McWhorter endorses Obama for what his policies mean to the black community while lambasting Obama critics to the left of the President:
Meanwhile, we have a President who has touted extra billions of dollars to community colleges; has states competing for Race To The Top funds to improve public schools where No Child Left Behind failed; has barnstormed the country pushing a jobs bill, and created the beginnings of a national health care system after 70 years of failed attempts. On what basis is this not a pro-black President? Have the results been dramatic? No—but a Republican establishment bent on keeping Obama from accomplishing a single thing has played a certain role in that. How Obama was supposed to have “blacked” his way past this obstructionism is decidedly unclear.
I think black people, for the most part, get this, but they wouldn’t agree with McWhorter’s position. It’s curious Cornel West is pictured with McWhorter’s article, however dramatic, leftist and erudite in his criticism of Obama: he’s pretty much voting for Obama too. Folks who really wanted Obama to blackity black gangsta lean his way past obstructionism were Michael Moore and Bill Maher. Both, as renouned visual geneologist Scott Brown would attest are definitely not black.

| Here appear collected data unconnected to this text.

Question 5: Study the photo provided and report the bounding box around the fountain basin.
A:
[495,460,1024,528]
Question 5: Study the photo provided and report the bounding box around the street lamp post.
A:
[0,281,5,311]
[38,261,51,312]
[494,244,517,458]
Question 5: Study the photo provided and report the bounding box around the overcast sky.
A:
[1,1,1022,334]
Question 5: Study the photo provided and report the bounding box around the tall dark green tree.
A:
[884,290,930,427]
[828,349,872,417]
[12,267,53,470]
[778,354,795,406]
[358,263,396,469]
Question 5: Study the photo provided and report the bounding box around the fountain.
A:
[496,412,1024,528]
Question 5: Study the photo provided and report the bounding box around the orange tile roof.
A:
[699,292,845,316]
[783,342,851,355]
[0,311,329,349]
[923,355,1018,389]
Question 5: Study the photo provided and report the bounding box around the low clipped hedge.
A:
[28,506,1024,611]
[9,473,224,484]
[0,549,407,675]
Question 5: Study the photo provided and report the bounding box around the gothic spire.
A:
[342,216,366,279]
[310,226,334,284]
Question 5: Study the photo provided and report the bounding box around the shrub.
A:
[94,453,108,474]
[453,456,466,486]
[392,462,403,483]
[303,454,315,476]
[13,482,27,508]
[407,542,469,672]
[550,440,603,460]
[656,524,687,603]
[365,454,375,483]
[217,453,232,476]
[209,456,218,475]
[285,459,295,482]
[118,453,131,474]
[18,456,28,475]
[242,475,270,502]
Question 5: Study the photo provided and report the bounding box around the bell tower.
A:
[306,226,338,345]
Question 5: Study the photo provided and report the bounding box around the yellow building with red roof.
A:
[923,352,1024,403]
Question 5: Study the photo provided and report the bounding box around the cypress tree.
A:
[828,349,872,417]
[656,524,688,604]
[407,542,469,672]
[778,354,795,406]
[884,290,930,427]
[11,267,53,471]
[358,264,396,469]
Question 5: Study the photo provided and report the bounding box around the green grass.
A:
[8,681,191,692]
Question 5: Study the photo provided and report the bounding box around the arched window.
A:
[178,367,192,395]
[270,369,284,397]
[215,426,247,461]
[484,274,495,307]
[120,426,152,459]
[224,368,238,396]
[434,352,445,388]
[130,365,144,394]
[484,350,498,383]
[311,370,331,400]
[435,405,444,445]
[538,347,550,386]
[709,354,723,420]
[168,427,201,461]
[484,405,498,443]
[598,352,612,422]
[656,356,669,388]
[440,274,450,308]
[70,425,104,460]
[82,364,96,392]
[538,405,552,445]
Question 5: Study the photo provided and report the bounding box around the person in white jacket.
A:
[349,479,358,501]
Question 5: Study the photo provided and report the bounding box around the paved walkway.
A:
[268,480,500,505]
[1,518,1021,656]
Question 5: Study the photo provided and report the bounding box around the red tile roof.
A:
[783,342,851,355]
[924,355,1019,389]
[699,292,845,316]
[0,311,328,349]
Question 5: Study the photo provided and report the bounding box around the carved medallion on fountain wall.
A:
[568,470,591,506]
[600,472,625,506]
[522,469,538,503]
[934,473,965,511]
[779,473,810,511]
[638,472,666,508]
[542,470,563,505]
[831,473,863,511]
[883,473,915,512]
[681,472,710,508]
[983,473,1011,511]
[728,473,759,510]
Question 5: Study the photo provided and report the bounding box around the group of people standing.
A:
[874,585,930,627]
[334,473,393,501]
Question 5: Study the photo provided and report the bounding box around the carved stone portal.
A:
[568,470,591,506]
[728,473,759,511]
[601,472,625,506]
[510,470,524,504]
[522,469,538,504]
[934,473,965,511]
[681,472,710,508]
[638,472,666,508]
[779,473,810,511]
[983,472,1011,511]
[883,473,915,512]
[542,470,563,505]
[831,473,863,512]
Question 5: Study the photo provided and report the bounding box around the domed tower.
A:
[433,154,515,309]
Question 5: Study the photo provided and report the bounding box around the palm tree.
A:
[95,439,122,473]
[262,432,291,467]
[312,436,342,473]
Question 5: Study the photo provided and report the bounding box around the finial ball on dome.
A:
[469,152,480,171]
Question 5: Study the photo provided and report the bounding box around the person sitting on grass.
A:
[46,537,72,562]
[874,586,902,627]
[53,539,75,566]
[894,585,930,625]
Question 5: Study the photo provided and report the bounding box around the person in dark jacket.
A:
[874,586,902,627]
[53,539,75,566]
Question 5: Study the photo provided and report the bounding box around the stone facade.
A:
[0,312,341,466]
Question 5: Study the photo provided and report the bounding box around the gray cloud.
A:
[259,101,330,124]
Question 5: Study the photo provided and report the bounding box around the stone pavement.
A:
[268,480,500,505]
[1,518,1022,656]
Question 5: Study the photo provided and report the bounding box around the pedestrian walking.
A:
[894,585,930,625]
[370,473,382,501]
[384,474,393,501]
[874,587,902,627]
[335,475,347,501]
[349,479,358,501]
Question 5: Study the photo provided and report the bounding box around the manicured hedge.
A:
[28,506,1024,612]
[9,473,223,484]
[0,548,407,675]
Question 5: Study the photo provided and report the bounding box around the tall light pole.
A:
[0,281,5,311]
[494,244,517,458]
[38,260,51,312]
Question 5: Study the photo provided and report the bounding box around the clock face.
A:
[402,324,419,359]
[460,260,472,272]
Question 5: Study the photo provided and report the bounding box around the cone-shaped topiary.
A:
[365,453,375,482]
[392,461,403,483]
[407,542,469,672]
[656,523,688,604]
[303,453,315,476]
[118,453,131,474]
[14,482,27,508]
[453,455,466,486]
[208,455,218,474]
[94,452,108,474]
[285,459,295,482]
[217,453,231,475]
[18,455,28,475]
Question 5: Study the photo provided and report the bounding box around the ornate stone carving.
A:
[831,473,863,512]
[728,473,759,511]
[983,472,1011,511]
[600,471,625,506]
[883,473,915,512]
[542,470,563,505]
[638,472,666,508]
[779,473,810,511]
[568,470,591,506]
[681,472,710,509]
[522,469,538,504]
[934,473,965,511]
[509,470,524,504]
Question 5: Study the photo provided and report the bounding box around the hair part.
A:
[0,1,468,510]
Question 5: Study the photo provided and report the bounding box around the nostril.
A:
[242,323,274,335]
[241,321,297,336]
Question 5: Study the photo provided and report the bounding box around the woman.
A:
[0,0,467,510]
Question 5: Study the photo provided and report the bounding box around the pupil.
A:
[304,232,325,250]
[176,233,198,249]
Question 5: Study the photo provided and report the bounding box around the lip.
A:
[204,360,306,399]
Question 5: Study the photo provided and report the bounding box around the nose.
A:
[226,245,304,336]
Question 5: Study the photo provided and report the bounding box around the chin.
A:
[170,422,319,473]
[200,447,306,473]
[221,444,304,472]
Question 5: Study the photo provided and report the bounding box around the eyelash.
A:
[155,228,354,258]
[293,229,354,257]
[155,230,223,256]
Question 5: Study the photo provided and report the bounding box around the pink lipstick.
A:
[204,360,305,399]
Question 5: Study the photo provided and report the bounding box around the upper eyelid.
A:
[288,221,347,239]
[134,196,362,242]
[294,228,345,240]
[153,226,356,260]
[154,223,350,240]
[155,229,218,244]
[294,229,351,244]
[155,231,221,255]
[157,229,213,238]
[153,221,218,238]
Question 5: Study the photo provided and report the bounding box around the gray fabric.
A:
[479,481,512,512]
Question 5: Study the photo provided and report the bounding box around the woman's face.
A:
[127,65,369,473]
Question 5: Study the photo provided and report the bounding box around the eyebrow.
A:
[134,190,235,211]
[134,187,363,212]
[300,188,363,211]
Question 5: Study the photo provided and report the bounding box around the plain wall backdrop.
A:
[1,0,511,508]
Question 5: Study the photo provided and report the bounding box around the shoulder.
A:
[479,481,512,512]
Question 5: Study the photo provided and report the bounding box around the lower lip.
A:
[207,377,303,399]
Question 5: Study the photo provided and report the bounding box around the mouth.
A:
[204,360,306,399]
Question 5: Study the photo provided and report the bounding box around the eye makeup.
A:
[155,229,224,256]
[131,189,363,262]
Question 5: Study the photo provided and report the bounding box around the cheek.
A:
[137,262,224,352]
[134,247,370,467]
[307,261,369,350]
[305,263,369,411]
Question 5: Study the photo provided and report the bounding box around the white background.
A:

I’m cool with Tavis Smiley and Cornel West critiquing the President. (I’m even cool with Jesse Jackson saying he would mutilate Obama. Rev. Jesse Jackson was crying at Obama’s victory rally. He’s never wavered in his support of Obama holding the office or being re-elected.) Smiley and West felt he didn’t build an agenda to directly address black Americans. I disagree with their argument that any black president would be effective if one of his planks for election or re-election was: I’ve got this legislative agenda for 12 to 13% of the American people who look like me. In that regard, McWhorter’s critique is dead on.
But by all means, they should present their case to the American people as often and as much as they can. Black politicians should be criticized by black constituents when those constituents are under served. What McWhorter doesn’t address is the black religious leaders who are encouraging other people not to vote for Obama in 2012 because of his support for Marriage Equality is a threat to the black christian family. Many of them probably encouraged their flocks to vote for Bush in 2004 for the same reason. McWhorter’s right: black critics to the left of Obama are off base with their governing advice, but not with their policy concerns. Even then, they are still pragmatic enough to understand how bad a Romney Presidency would be for Americans.
These pastors are not pragmatic, they are delusional demagogues who prioritize fighting against gay people getting married over any of the real problems in cities and neighborhoods where black people live and they preach. They are the ones who deserve ridicule.